Oppenheimer & Co to pay $450,000 fine for alleged Cboe rules violations
Oppenheimer & Co. Inc. has agreed to pay a fine of $450,000 as a part of a settlement with Cboe Exchange, Inc.
The firm neither admitted nor denied that violations of Exchange Rules have been committed.
From January 1, 2017 through on or about September 15, 2021 (the Relevant Period), in at least 809,000 instances, Oppenheimer failed to report, or inaccurately reported, positions to the Large Options Position Report system (LOPR) where the Firm’s LOPR reporting system did not recognize that the accounts of certain customers were acting in concert (“AIC”).
Specifically, where an account held positions with fewer than 200 options contracts, Oppenheimer’s LOPR reporting system erroneously failed to aggregate the account with accounts with which it was acting in concert.
As a result, the firm failed to report approximately 21,000 positions to the LOPR in approximately 370,000 instances.
Where an account or AIC group held options positions exceeding 200 contracts, Oppenheimer’s LOPR reporting system erroneously failed to aggregate the account with accounts with which it was acting in concert. As a result, in approximately 439,000 instances, the firm reported approximately 29,000 positions to the LOPR that included inaccurate AIC information.
Oppenheimer represents it remediated this LOPR reporting issue by September 15, 2021.
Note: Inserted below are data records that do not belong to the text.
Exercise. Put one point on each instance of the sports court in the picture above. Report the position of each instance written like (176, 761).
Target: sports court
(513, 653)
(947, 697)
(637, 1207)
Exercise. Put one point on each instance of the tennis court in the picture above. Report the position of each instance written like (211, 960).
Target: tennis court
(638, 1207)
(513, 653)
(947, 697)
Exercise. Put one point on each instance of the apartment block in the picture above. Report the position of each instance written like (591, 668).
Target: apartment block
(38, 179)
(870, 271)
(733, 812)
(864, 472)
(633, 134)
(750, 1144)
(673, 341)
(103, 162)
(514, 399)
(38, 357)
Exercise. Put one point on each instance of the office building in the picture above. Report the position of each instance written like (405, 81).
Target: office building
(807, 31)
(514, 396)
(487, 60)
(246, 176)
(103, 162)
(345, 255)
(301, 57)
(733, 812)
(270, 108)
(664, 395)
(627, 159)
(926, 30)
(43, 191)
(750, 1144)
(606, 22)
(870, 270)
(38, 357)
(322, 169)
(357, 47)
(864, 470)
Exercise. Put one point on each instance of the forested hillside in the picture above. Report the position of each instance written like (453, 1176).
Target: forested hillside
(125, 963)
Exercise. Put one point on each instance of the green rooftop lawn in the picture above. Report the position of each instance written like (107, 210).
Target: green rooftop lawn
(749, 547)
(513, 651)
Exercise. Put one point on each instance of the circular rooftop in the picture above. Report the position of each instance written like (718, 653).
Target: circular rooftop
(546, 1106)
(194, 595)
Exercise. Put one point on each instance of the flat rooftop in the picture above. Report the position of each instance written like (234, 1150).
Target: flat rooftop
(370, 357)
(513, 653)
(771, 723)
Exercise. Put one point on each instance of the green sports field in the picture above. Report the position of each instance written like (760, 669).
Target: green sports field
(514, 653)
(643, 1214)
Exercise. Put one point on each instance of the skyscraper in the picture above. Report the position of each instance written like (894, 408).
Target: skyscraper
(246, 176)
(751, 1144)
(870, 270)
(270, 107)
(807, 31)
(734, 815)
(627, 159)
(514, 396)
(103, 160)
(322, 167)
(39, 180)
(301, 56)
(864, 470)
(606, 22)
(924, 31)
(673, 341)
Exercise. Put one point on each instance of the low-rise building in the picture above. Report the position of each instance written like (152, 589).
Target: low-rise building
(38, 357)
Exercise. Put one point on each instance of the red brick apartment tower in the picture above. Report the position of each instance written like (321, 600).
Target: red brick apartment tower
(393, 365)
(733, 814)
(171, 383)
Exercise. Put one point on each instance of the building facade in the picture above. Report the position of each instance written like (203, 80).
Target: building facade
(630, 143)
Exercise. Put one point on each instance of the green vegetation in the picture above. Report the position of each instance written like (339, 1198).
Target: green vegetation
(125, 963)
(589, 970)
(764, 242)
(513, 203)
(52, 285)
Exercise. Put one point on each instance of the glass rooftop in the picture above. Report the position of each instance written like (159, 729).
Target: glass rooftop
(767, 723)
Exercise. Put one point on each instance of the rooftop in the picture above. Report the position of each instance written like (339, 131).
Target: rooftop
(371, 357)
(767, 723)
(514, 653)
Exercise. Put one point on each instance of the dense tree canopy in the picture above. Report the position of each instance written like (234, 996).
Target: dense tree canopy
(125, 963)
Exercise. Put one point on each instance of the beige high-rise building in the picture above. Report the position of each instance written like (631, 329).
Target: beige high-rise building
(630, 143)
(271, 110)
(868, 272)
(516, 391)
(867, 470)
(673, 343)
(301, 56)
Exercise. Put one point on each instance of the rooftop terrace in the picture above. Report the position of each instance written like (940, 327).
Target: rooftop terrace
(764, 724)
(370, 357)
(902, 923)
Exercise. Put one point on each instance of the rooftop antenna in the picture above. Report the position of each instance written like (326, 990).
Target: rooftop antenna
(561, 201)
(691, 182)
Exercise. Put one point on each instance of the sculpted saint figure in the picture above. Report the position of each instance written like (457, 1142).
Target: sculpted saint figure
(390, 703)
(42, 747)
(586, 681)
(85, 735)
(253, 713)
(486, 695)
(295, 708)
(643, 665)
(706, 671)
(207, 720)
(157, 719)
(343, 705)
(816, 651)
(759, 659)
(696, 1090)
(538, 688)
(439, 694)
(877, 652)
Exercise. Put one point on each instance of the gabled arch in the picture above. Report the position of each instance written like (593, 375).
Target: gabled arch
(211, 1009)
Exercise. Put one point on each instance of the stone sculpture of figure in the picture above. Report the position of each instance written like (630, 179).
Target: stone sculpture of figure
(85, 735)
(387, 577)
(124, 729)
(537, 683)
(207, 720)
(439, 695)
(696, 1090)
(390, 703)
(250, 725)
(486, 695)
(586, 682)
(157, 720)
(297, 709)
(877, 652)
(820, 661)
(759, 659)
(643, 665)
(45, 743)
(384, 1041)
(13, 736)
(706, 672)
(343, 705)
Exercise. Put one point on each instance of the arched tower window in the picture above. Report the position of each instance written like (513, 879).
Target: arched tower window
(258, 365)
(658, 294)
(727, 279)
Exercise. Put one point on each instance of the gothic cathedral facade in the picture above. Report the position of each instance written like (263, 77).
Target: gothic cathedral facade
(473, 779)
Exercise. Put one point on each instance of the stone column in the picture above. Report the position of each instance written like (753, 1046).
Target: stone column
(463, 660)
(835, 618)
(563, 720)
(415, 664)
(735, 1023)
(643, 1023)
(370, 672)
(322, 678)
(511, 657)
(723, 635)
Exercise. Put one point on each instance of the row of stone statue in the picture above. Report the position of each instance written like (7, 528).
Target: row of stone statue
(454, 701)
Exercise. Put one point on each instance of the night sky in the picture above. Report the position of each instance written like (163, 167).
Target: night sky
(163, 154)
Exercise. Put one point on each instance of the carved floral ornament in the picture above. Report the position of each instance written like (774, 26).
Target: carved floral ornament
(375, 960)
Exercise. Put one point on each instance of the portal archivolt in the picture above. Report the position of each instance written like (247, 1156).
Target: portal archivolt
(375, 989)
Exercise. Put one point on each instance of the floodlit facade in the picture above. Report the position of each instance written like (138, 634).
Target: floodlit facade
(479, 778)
During the Relevant Period, Oppenheimer failed to establish a supervisory system, including written supervisory procedures (WSPs) reasonably designed to prevent and detect violations of LOPR reporting rules for accounts acting in concert.
While Oppenheimer had WSPs in place during the Relevant Period relevant to its LOPR reporting obligations, those WSPs focused only on the firm’s process for identifying AIC relationships at account opening, and did not provide guidance for how the firm should identify changes in AIC relationships.
Oppenheimer also did not have any system of follow-up and review to identify AIC relationships if AIC information changed or to verify the AIC information the firm reported to the LOPR matched what was stored in its customer account records.
On top of the fine, the firm has agreed to a censure.